Loss of ICM sensors after sequential *SOFT* restarts

Hello all,

Frequently working remotely with our drones we’ve had the need to perform multiple soft restarts within a single power cycle (usually via the “Reboot Vehicle” option in the QGC vehicle parameters menu). Recently we’ve noticed on our Cube Orange based vehicles, running PX4 v1.12.3 stable, that after performing multiple soft resets, either the ICM20948 IMU, the ICM20649 IMU, or both will show an error from their respective drivers at boot, and no longer be functional or publish data.

Sometimes this happens in as little as 2 or 3 resets, sometime it takes 5-7, but once a sensor stops running at boot, it never recovers until we do a complete power cycle. Attempting to start the driver manually at the console results in the same error as seen on boot: “no device on bus”. So far a full power cycle seems to always cause these devices to recover, so our initial impression is that the devices are entering some state that the driver is not capable of handling or resetting, and therefore will no longer communicate with the device until power is removed and the device is returned to a known state.
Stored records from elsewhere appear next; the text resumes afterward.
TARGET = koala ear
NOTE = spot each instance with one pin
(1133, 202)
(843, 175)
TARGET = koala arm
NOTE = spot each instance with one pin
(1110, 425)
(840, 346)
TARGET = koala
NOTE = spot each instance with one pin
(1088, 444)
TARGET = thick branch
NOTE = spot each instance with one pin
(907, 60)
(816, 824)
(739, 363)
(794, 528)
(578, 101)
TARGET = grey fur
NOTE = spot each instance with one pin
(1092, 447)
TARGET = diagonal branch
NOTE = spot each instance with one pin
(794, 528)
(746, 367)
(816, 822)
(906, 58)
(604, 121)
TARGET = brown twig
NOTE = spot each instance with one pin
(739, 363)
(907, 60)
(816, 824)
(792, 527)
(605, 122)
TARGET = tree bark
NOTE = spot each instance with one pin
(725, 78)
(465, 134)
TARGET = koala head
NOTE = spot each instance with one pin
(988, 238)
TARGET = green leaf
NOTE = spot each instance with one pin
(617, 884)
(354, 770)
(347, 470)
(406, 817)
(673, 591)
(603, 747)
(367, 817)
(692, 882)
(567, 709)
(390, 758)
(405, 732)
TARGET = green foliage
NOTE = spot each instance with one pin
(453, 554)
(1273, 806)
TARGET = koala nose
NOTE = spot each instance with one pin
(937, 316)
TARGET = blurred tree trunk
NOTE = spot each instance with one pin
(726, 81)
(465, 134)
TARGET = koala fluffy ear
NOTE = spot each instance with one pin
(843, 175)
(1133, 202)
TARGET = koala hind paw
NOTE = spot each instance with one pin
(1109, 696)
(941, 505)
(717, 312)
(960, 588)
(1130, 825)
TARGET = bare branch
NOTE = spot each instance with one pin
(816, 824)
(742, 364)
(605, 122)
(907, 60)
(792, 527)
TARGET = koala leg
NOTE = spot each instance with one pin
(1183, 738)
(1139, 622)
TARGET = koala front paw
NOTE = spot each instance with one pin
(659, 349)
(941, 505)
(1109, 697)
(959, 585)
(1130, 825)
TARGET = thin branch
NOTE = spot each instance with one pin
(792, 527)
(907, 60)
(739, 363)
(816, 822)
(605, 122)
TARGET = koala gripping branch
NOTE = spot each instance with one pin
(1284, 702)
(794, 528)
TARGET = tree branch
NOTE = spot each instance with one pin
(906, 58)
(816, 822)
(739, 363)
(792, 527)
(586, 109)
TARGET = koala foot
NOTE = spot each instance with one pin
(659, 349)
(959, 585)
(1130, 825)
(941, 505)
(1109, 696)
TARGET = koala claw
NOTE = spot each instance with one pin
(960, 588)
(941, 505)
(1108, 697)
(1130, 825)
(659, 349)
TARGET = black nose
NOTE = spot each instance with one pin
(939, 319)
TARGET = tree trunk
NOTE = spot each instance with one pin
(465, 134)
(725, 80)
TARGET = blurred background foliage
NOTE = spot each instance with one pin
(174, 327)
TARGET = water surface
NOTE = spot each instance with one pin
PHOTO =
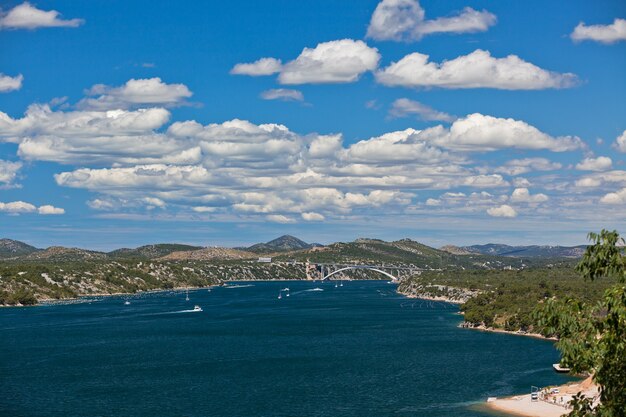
(357, 350)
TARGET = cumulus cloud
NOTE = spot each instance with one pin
(405, 20)
(50, 210)
(522, 195)
(620, 142)
(8, 172)
(476, 70)
(502, 211)
(263, 66)
(339, 61)
(612, 33)
(279, 218)
(8, 83)
(403, 107)
(313, 217)
(618, 197)
(26, 16)
(136, 161)
(135, 93)
(601, 163)
(283, 94)
(19, 207)
(522, 166)
(488, 133)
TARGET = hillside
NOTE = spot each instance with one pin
(209, 254)
(60, 253)
(532, 251)
(151, 251)
(12, 248)
(282, 244)
(404, 252)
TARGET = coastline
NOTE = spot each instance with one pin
(553, 405)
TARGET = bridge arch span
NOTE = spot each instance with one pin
(394, 279)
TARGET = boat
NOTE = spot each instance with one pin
(561, 369)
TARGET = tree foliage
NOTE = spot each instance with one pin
(592, 337)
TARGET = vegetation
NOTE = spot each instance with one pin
(592, 336)
(505, 299)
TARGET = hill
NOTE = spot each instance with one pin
(61, 254)
(404, 252)
(12, 248)
(532, 251)
(284, 243)
(151, 251)
(209, 254)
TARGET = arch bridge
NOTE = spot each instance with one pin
(369, 267)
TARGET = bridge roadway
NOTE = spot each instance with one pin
(377, 268)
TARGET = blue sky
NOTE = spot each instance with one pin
(126, 123)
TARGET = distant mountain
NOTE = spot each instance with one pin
(151, 251)
(532, 251)
(209, 254)
(12, 248)
(59, 253)
(282, 244)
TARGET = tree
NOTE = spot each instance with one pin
(592, 338)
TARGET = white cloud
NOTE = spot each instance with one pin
(522, 166)
(588, 182)
(19, 207)
(620, 142)
(601, 163)
(618, 197)
(612, 33)
(279, 218)
(476, 70)
(134, 93)
(50, 210)
(405, 20)
(263, 66)
(502, 211)
(481, 132)
(8, 172)
(522, 195)
(8, 83)
(520, 182)
(283, 94)
(403, 107)
(204, 209)
(25, 16)
(340, 61)
(313, 217)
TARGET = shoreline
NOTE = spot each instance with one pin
(552, 405)
(49, 301)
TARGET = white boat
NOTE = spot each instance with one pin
(561, 369)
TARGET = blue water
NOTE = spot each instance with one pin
(357, 350)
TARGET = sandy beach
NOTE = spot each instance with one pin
(551, 405)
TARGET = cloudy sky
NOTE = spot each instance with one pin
(126, 123)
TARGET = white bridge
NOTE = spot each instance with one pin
(371, 268)
(326, 271)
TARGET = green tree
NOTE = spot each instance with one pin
(592, 338)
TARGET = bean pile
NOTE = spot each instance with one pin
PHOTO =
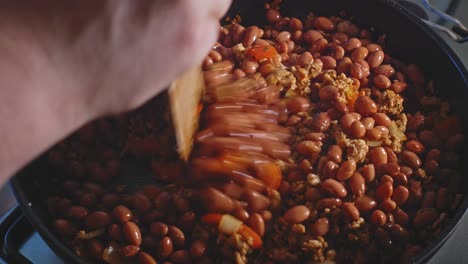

This causes the most headache when these sensors are not running and a vehicle calibration is performed, and the non-running devices do not receive calibration values.

As an example, here’s part of the boot log of the 1st boot after a power cycle:

Board sensors: /etc/init.d/rc.board_sensors
ms5611 #0 on SPI bus 4
icm20602 #0 on SPI bus 4 rotation 12
icm20948 #0 on SPI bus 4 rotation 10
ms5611 #1 on SPI bus 1
icm20649 #0 on SPI bus 1

Everything is booting normally, and we see all 3 accels, all 3 gyros, and the internal mag reported with the sensors status command.

Here’s the boot log from the 5th soft reset after the initial power on:

Board sensors: /etc/init.d/rc.board_sensors
ms5611 #0 on SPI bus 4
icm20602 #0 on SPI bus 4 rotation 12
icm20948 #0 on SPI bus 4 rotation 10
ms5611 #1 on SPI bus 1
WARN  [SPI_I2C] icm20649: no instance started (no device on bus?)

Once this (no device on bus?) warning appears we no longer see data from that sensor and it never recovers on subsequent soft reboots.

This is annoying, but manageable at boot time- our primary concern at this stage is determining if these devices can enter this bad state and stop communicating during flight/run time. Any insight into this issue would be greatly appreciated, please let me know if there’s any other details I can provide, or debugging steps I should take. Thank you for your time.